Monday, Jan. 25, 1943
Solomons: First Seven Weeks
GUADALCANAL DIARY--Richard Tregaskis--Random House ($2.50).
This may not be the best war book of 1943--but it is thorough reporting on one of the most dramatic battles of 1942. Six-foot seven-inch, bespectacled Richard Tregaskis, 26, is an International News Service correspondent who landed with the first Marine contingents to hit the Solomons. For seven weeks, until he was relieved, he lived with the Marines, became as tough and wiry as any. Jap snipers shot at him. Jap pilots strafed and bombed him. On his way out of the islands by bomber he started to write about it all. In Honolulu he finished his book.
Thirteen dollars' worth of airmail stamps took the manuscript to New York. Within seven days it had been accepted for publication and picked as the Book-of-the-Month Club's February selection (with Norman Angell's Let the People Know). Shortly thereafter it had been sold to 20th-Century-Fox.
The book's secret is the simple secret of all good reporting--fidelity and detail. It gives a good picture of what life on Guadalcanal is like. Tregaskis' description of the Battle of the Tenaru River, which he watched while Jap tracers wove a bright red network of visible death around his head, gets its power from the countless sights he remembers and sets down rather than from any comment he makes about them. Excerpts:
"The stench of bodies strewn along Hell Point and across the Tenaru spit was strong. Many of them lay at the water's edge, and already were puffed and glossy, like shiny sausages. Some of the bodies had been partially buried by wave-washed sand; you might see a grotesque, bloated head or twisted torso sprouting from the beach.
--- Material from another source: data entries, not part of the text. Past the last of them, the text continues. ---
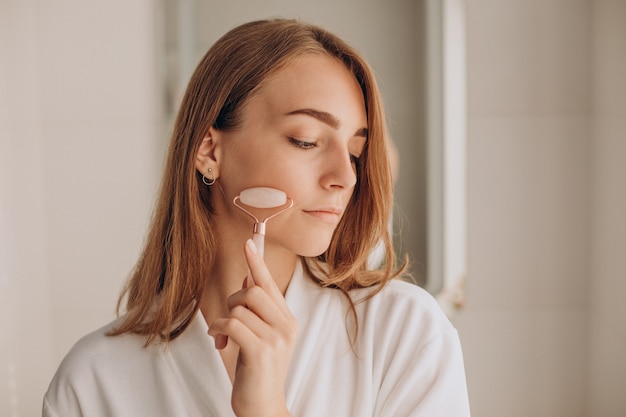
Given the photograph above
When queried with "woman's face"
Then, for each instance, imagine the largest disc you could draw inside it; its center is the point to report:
(301, 133)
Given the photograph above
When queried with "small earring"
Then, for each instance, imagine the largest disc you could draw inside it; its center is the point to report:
(211, 179)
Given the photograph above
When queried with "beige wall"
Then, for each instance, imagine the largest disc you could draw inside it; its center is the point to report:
(607, 283)
(545, 326)
(79, 163)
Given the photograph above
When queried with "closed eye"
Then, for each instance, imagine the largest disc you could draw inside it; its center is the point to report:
(302, 143)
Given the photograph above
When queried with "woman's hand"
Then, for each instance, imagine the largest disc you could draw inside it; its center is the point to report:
(260, 323)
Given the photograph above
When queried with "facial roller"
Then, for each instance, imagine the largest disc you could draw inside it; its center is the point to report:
(262, 198)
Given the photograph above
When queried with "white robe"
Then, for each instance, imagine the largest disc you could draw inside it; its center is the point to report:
(407, 361)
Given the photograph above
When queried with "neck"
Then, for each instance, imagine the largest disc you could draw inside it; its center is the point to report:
(230, 270)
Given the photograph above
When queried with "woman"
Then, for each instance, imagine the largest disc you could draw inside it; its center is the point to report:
(311, 331)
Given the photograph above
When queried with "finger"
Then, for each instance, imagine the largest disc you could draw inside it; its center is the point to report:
(259, 302)
(260, 274)
(236, 330)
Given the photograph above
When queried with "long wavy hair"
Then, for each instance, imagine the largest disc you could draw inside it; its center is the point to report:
(164, 289)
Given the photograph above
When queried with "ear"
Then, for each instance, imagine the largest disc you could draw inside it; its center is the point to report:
(209, 153)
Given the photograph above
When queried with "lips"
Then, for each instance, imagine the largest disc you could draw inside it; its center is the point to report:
(327, 214)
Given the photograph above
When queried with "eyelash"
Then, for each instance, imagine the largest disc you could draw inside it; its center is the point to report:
(302, 144)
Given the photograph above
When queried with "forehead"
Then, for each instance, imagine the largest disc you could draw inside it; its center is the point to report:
(316, 81)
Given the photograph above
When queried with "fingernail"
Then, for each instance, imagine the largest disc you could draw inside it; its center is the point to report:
(251, 246)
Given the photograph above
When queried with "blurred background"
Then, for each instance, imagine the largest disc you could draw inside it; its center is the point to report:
(86, 95)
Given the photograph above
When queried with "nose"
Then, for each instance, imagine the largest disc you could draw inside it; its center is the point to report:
(339, 170)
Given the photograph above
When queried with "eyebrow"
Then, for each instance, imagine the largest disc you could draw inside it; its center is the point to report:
(326, 118)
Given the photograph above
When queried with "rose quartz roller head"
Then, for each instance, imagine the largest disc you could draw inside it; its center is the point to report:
(262, 198)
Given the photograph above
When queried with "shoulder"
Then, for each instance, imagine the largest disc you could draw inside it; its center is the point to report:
(405, 312)
(94, 358)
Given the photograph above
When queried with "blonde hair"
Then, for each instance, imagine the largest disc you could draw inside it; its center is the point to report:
(166, 285)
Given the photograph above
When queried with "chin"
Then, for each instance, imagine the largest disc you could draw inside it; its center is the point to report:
(312, 250)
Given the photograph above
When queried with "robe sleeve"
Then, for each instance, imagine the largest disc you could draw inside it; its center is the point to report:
(422, 372)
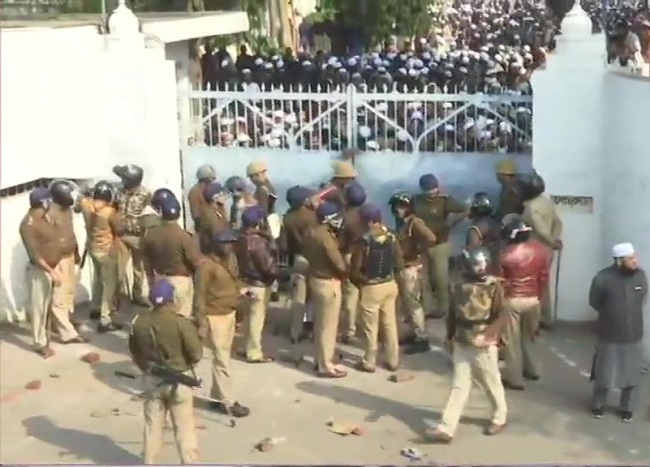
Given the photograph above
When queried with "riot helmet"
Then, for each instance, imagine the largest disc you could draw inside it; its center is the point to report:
(169, 209)
(40, 198)
(401, 201)
(130, 174)
(328, 213)
(529, 185)
(480, 205)
(475, 262)
(104, 191)
(516, 231)
(65, 193)
(160, 195)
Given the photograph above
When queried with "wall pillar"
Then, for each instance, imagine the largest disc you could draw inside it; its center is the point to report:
(568, 129)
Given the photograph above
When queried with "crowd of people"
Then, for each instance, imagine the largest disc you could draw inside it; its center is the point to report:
(352, 280)
(485, 47)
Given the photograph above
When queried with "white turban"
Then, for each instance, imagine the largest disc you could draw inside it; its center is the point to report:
(622, 250)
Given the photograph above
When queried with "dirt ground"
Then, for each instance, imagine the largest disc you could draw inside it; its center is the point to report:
(85, 414)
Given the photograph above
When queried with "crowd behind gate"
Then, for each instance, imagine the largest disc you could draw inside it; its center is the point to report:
(351, 280)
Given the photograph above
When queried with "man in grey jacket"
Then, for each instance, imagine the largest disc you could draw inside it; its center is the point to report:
(618, 294)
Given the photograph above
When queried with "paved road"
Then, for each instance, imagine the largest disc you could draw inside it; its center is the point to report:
(84, 414)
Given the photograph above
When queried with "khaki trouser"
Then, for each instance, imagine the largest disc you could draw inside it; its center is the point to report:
(378, 311)
(411, 282)
(482, 365)
(520, 339)
(350, 306)
(183, 293)
(221, 335)
(178, 402)
(298, 303)
(105, 284)
(326, 296)
(435, 275)
(42, 296)
(254, 318)
(133, 244)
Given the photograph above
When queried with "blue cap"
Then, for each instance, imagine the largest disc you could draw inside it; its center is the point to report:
(428, 182)
(162, 292)
(370, 213)
(252, 216)
(225, 236)
(355, 194)
(38, 196)
(326, 209)
(212, 190)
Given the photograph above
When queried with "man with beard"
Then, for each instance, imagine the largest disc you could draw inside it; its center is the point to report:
(485, 231)
(540, 214)
(524, 267)
(618, 294)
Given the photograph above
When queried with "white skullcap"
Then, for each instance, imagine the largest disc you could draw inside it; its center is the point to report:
(622, 250)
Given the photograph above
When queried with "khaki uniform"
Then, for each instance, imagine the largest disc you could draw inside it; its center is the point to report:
(130, 206)
(434, 211)
(326, 269)
(42, 240)
(213, 219)
(378, 294)
(352, 233)
(104, 227)
(296, 224)
(163, 336)
(197, 203)
(62, 217)
(170, 252)
(218, 292)
(415, 240)
(547, 226)
(476, 308)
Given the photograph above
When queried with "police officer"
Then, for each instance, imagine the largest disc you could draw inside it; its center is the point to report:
(65, 196)
(298, 220)
(131, 202)
(415, 240)
(474, 323)
(435, 208)
(42, 240)
(353, 230)
(169, 251)
(205, 175)
(214, 216)
(327, 268)
(509, 198)
(241, 198)
(484, 230)
(524, 267)
(104, 230)
(375, 263)
(164, 337)
(218, 292)
(265, 193)
(540, 214)
(258, 269)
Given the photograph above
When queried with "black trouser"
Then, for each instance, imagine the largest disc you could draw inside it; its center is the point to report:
(627, 401)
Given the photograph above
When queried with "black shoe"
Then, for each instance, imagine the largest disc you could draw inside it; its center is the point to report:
(236, 410)
(597, 413)
(419, 346)
(625, 416)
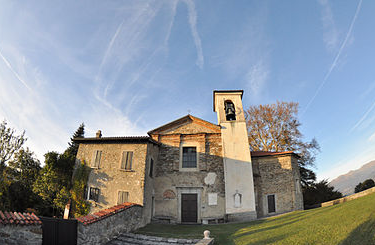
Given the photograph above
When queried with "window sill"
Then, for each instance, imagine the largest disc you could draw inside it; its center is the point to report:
(124, 170)
(188, 169)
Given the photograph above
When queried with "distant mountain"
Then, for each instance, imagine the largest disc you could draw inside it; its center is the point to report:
(345, 183)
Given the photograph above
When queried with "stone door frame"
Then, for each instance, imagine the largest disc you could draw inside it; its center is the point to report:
(189, 190)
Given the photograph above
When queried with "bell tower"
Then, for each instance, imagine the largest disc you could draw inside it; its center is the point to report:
(238, 173)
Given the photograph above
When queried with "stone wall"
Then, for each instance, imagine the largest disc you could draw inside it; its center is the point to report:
(348, 198)
(149, 191)
(207, 179)
(277, 175)
(105, 230)
(109, 178)
(21, 234)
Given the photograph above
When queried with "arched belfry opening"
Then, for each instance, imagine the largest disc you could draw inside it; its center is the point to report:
(230, 111)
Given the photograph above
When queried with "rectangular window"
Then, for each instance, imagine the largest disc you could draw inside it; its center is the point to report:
(189, 157)
(94, 194)
(271, 203)
(85, 190)
(126, 160)
(123, 196)
(96, 160)
(151, 167)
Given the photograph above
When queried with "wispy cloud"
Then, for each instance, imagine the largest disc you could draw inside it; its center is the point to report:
(7, 63)
(347, 163)
(372, 137)
(108, 50)
(334, 63)
(193, 26)
(363, 118)
(330, 34)
(257, 78)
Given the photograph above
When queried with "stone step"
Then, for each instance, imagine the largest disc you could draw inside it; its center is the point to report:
(139, 239)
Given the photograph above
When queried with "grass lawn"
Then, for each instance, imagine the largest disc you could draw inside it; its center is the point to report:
(352, 222)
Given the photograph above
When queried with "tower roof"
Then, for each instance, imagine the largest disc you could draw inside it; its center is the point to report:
(225, 92)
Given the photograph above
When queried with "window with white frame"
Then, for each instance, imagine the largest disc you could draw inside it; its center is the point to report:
(189, 157)
(151, 174)
(95, 163)
(123, 196)
(94, 194)
(127, 160)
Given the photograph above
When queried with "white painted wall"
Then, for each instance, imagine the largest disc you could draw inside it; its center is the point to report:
(236, 153)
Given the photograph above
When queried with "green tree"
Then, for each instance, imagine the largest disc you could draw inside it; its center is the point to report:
(275, 127)
(80, 206)
(9, 143)
(369, 183)
(55, 183)
(319, 192)
(20, 175)
(73, 146)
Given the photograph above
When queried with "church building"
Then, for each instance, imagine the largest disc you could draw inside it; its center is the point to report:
(193, 171)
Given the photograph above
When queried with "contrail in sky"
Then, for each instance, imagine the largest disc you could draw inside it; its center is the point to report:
(363, 117)
(14, 72)
(333, 65)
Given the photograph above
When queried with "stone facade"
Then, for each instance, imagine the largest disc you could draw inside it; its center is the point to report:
(226, 181)
(110, 179)
(277, 175)
(21, 234)
(105, 230)
(207, 179)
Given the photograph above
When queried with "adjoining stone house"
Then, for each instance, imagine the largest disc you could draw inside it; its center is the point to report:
(193, 171)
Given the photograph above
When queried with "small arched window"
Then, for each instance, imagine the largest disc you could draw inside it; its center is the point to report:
(230, 111)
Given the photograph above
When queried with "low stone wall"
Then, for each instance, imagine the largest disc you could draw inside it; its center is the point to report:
(20, 234)
(102, 230)
(348, 198)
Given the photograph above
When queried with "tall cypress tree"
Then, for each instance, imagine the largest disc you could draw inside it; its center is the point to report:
(73, 146)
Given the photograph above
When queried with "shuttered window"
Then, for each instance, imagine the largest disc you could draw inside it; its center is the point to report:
(151, 168)
(271, 203)
(94, 194)
(96, 159)
(85, 190)
(189, 157)
(127, 160)
(123, 196)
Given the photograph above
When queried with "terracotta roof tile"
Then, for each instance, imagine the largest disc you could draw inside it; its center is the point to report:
(270, 153)
(19, 218)
(92, 218)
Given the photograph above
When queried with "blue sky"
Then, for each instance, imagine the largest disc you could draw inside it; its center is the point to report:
(126, 67)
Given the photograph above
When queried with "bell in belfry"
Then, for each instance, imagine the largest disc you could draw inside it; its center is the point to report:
(230, 111)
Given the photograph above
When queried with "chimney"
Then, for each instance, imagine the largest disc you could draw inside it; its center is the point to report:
(99, 134)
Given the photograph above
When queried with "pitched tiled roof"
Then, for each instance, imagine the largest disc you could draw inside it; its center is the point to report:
(91, 218)
(270, 153)
(125, 139)
(184, 119)
(16, 218)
"Everywhere one turned there were piles of bodies; here one with a backbone visible from the front, and the rest of the flesh and bone peeled up over the man's head, like the leaf of an artichoke; there a charred head, hairless but still equipped with blackened eyeballs; pink, blue, yellow entrails drooping; a man with a red bullet hole through his eye; a dead Jap private, wearing dark, tortoise-shell glasses, his buck teeth bared in a humorless grin, lying on his back with his chest a mess of ground meat. There is no horror to these things. The first one you see is the only shock. The rest are simple repetition."
Tregaskis' Marines have only to open their mouths to establish their reality. Example:
"I saw a circle of Marines clustered about one of the lads who had a reputation for being a demon with the gals. These, he said, were letters from his Number One girl. 'That's the only dame he could never make,' said one of his admirers good-naturedly. 'He wants to MARRY her!' The Sheik only chuckled. 'F-- you, Mac,' he said, indulging in the Marines' favorite word. 'The trouble with you is you never met a virgin.' "
Even after the Marines had landed "the sentries were jittery on this their first night on the island. I awoke from time to time to hear the call of 'Halt!' followed almost immediately by volleys of gunfire." But with the first real fight the cool battle fortitude began to develop. "Down the beach one of the Japs had jumped up and was running for the jungle. 'There he goes!' was the shout. 'Riddle the son of a bitch!' And riddled he was."
Tregaskis points no morals. To the end he remains just an observant reporter assigned to the tragedy of actual war.